Chinese biotechnology firm 3SBio has entered into an exclusive license with PharmAbcine to develop, manufacture and market Tanibirumab, an anti-VEGFR2/KDR antibody for cancer.

The territory covers China including Mainland China, Taiwan, Hong Kong and Macau as well as other countries, including Thailand, Brazil and Russia.

3SBio president and CEO Dr Jing Lou said: "We are pleased to collaborate with PharmAbcine and look forward to moving Tanibirumab into clinical trials in China.

"3SBio continues to seek opportunities to expand our biologics pipeline, especially novel mAb candidates for refractory or metastatic cancers and other unmet medical needs, particularly in 3SBio’s core therapeutic areas of oncology and nephrology."

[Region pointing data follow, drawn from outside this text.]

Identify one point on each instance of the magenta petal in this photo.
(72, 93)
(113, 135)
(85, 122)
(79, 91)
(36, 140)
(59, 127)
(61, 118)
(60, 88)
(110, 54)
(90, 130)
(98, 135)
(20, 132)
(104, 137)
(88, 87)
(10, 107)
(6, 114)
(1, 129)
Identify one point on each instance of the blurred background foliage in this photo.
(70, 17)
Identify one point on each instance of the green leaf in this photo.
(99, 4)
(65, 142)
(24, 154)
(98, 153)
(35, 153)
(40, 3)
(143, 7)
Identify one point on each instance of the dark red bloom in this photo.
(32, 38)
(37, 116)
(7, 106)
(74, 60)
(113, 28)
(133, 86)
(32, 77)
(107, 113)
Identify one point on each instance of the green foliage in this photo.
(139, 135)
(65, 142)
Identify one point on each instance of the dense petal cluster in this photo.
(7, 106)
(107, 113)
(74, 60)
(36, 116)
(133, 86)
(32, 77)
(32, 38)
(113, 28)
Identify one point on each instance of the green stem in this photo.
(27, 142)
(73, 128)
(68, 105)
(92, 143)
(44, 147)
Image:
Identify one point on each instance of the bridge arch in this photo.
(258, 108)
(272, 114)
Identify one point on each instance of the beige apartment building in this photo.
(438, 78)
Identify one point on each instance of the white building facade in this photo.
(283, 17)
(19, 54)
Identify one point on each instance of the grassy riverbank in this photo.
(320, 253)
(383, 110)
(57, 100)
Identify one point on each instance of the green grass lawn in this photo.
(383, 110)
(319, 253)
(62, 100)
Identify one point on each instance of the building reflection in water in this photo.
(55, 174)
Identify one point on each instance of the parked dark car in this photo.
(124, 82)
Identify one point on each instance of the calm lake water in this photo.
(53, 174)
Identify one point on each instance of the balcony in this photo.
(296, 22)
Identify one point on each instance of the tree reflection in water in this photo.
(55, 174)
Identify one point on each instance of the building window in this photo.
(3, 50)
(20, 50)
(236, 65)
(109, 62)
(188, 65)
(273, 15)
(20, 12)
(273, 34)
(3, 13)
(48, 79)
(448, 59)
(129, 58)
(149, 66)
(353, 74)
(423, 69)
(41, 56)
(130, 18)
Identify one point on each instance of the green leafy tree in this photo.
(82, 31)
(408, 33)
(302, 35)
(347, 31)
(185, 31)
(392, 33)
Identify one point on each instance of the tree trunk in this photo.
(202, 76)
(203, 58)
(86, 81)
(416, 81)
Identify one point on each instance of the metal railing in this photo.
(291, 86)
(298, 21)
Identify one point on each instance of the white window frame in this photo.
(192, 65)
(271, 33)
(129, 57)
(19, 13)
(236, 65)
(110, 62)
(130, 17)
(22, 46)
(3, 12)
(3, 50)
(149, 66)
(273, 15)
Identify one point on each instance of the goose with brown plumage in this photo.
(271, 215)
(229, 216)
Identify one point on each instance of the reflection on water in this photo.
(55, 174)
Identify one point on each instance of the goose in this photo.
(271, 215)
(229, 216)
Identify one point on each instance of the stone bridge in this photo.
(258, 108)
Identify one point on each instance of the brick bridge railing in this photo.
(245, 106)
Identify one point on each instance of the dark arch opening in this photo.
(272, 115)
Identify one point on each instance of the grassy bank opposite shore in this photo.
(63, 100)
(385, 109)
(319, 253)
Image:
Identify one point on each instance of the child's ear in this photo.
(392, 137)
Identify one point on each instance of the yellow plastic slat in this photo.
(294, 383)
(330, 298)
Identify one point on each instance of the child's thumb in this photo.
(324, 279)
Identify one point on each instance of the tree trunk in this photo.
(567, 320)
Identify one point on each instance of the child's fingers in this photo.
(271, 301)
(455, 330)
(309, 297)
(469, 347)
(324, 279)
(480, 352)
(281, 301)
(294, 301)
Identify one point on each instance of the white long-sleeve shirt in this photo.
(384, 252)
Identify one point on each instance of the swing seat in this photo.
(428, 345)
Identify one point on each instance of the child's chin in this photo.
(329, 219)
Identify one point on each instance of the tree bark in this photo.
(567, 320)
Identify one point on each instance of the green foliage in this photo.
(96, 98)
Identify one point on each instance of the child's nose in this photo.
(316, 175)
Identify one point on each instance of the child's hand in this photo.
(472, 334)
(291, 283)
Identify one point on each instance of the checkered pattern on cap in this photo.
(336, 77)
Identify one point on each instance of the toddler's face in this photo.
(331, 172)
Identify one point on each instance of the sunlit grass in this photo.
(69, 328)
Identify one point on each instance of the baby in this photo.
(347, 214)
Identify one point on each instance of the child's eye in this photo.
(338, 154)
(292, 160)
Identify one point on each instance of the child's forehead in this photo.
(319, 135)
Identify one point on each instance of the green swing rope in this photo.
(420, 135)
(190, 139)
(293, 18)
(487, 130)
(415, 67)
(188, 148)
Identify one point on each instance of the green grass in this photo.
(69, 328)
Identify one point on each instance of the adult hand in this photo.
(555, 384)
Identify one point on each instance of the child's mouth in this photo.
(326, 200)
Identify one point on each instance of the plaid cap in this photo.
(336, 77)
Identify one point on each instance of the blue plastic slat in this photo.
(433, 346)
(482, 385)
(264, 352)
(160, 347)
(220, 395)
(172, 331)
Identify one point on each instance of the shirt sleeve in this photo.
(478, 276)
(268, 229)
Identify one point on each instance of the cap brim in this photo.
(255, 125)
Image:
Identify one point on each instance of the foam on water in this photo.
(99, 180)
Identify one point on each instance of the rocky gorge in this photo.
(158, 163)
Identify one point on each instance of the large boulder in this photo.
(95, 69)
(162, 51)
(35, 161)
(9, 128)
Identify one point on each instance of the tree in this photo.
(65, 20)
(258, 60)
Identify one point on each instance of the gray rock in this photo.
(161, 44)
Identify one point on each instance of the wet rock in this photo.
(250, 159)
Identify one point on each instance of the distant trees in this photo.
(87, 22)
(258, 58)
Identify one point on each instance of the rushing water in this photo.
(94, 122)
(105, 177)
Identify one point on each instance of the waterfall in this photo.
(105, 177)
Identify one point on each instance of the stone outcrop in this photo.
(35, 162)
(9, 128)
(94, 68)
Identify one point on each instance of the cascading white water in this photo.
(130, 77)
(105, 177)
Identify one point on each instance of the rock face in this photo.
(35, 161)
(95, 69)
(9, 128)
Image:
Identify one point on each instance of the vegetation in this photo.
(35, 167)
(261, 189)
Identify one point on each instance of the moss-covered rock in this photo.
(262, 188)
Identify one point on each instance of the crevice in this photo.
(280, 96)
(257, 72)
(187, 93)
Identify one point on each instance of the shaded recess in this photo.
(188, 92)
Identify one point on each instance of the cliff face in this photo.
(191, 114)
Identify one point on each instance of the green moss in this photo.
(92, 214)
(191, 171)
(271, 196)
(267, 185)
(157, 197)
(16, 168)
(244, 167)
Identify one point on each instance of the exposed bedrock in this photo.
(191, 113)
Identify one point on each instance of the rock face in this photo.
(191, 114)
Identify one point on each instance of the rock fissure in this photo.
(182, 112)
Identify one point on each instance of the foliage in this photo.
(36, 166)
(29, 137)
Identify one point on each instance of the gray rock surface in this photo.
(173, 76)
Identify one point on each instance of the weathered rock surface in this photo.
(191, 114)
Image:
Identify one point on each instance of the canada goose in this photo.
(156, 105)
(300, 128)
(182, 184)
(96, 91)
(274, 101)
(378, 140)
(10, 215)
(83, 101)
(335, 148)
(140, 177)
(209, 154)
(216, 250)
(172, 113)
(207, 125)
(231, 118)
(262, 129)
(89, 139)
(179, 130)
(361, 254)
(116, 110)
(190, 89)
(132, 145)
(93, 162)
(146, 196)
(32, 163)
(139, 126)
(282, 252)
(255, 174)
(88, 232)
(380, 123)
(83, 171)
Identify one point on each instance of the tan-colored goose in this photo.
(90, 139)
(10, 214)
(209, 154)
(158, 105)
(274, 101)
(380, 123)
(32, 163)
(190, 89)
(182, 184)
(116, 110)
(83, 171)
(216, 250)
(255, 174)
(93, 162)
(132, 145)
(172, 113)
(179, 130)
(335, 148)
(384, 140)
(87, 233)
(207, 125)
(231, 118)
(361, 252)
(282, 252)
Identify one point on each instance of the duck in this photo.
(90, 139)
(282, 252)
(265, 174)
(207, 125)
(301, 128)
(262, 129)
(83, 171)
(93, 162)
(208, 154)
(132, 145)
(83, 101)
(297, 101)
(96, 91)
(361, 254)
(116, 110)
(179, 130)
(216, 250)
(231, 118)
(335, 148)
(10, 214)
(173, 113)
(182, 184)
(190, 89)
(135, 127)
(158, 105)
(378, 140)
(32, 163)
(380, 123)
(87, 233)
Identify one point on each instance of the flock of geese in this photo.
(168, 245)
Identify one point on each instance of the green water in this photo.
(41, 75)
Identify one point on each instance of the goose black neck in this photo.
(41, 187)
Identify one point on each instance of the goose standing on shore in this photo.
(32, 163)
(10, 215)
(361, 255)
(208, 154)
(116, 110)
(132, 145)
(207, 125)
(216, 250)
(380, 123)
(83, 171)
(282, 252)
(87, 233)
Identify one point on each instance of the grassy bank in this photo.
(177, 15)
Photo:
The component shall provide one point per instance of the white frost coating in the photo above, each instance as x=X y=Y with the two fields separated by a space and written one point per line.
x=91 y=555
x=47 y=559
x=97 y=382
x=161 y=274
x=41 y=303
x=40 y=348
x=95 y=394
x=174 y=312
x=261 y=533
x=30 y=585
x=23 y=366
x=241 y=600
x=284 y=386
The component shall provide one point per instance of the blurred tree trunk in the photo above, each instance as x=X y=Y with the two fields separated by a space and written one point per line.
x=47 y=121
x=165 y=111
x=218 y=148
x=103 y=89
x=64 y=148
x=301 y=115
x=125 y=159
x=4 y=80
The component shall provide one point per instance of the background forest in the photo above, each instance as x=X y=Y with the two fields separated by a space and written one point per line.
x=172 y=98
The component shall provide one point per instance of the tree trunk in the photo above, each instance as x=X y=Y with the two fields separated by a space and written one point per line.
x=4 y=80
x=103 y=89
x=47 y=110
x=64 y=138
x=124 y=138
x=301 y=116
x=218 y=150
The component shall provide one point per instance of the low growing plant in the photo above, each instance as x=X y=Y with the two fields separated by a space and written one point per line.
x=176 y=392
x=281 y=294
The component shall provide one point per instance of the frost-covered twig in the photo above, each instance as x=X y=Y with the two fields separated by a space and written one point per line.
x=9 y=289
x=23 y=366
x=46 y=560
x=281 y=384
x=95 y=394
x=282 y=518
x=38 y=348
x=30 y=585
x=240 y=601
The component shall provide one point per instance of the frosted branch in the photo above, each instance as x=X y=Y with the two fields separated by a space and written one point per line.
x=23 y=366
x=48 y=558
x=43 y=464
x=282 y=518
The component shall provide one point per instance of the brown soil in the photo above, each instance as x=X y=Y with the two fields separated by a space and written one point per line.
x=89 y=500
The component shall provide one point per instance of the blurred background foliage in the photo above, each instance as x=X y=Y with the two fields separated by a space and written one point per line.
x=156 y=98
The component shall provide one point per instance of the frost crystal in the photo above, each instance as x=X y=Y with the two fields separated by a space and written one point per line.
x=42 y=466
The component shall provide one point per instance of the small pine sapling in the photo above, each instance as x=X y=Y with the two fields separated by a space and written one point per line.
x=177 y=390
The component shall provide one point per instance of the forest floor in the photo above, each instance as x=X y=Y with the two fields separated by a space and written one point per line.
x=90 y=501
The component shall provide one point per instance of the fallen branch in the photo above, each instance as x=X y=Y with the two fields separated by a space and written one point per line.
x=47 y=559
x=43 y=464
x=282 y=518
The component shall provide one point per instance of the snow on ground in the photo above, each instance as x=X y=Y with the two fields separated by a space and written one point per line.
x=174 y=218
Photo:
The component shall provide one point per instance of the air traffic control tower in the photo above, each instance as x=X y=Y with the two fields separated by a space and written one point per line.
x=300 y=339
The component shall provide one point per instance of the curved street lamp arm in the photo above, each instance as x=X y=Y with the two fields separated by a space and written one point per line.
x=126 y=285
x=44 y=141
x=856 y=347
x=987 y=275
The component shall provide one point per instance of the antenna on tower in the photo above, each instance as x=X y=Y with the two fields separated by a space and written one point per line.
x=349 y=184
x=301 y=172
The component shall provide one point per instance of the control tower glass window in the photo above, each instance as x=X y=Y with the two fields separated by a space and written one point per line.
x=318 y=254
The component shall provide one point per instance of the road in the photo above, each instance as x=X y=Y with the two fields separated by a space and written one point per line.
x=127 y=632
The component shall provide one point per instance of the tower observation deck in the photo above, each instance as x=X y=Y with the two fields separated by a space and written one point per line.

The company said that the license agreement included undisclosed upfront, milestone and royalty payments.

Angiogenesis is correlated with disease progression and poor prognosis in many tumors including colon, lung, breast and gastric cancers.

In most malignant tumors, such as gastric, liver, NSCLC, ovarian, brain, colorectal, and breast cancers, VEGF and KDR (VEGFR2) are over-expressed and their signaling is a major regulator for tumor angiogenesis.

Researchers from PharmAbcine have developed Tanibirumab that binds KDR and blocks binding of VEGFR ligands, including VEGF-A, VEGF-C and VEGF-D.